101 Reykjavik Movie Review
A vivid and energetic dark comedy about a lifeless and lazy remnant of Generation X, the Icelandic import "101 Reykjavik" begins with its anti-hero tromping to the top of a mountain in the snow where he plans to smoke a cigarette and freeze to death because life has become too much for him to cope with.
Scruffy layabout Hlynur (Hilmir Snaer Gudnason) is so willfully aimless and irresponsible that he can't cope with much of anything beyond living with his mother and surfing web porn all day. So the chaos he brings upon himself by impregnating mom's wild lesbian girlfriend (Spanish actress Victoria Abril) is way too much -- I mean it would require energy, resolution and, god forbid, responsibility!
With a firm hold on the film's pungent sense of humor, director Baltasar Kormakur sets this stage then rewinds to trace Hlynur's path of ambition-free self-destruction, deftly crafting a self-deprecating sympathy for the guy along the way. Hlynur knows he's a zero ("My face is just sort of a frame around my glasses," he says in the movie's running commentary) but then, he thinks he lives in a world of zeroes and he's the only one with the courage to admit it and embrace it. Dragged to a family Christmas dinner -- where the elder generation enthusiastically watches a video of last year's Christmas dinner -- Hlynur opines "I'd rather go to a funeral. One less idiot."
So when his mother's free-spirited young "friend" from Spain comes to stay with them, Hlynur finds her a sexy and stimulating break from the self-imposed drudgery of his existence.

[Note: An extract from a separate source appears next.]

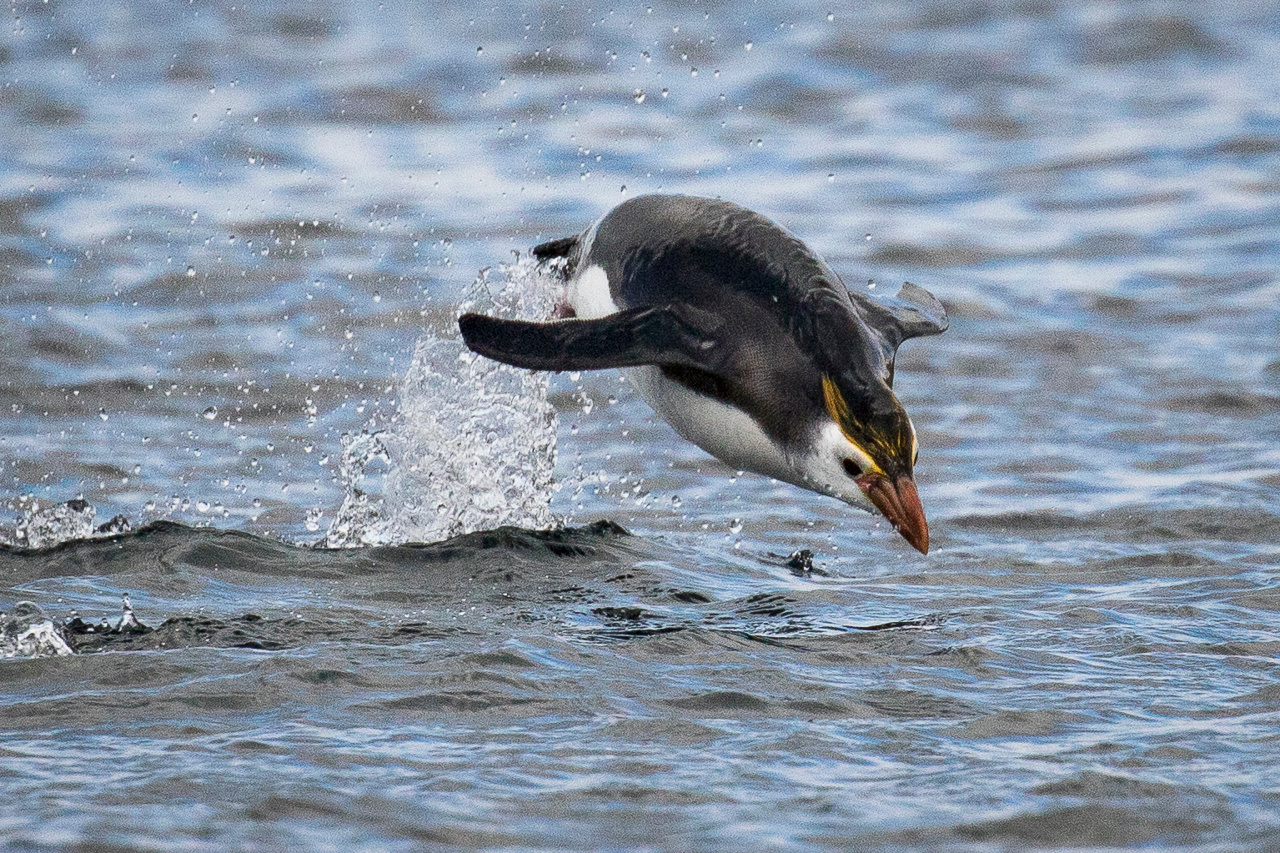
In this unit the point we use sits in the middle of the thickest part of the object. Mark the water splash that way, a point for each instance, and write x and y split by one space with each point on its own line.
27 632
45 524
472 445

They hang out, get drunk and -- whoops.
"101" boasts a catchy synth-industrial soundtrack by Damon Albarn (from Blur) and Einar Orn (from the Sugarcubes), and a vivid sense of place that builds a necessary personal warmth into the glacial setting with, for example, arguments that take place inside cars that are sliding about on icy roads.
Kormakur -- who adapted the screenplay from a novel of the same title -- also plies the picture with richly morose character traits that should make his hero unlikable (giving cigarettes to kids, avoiding every girl he's slept with at the incestuously small local pub). But Gudnason's richly ironic performance is appealingly caustic in spite of the Hlynur's utter lack of purpose and gross irresponsibility.
Abril ("High Heels," "Tie Me Up! Tie Me Down!") provides plenty of personality as well with her bewitching but egoless sexuality. And the film is rounded out by distinctive performances from Hanna Maria Karlsdottir as the mother and Olafur Darri Olafsson as a clingy girlfriend Hlynur has lost interest in.
"101 Reykjavik" is forgettable sex farce fare and has nagging problems, like a sloppy time-line, that keep it from soaring. But it is a funny look at modern love through the eyes and culture of a slothfully detached and uniquely 21st Century male archetype.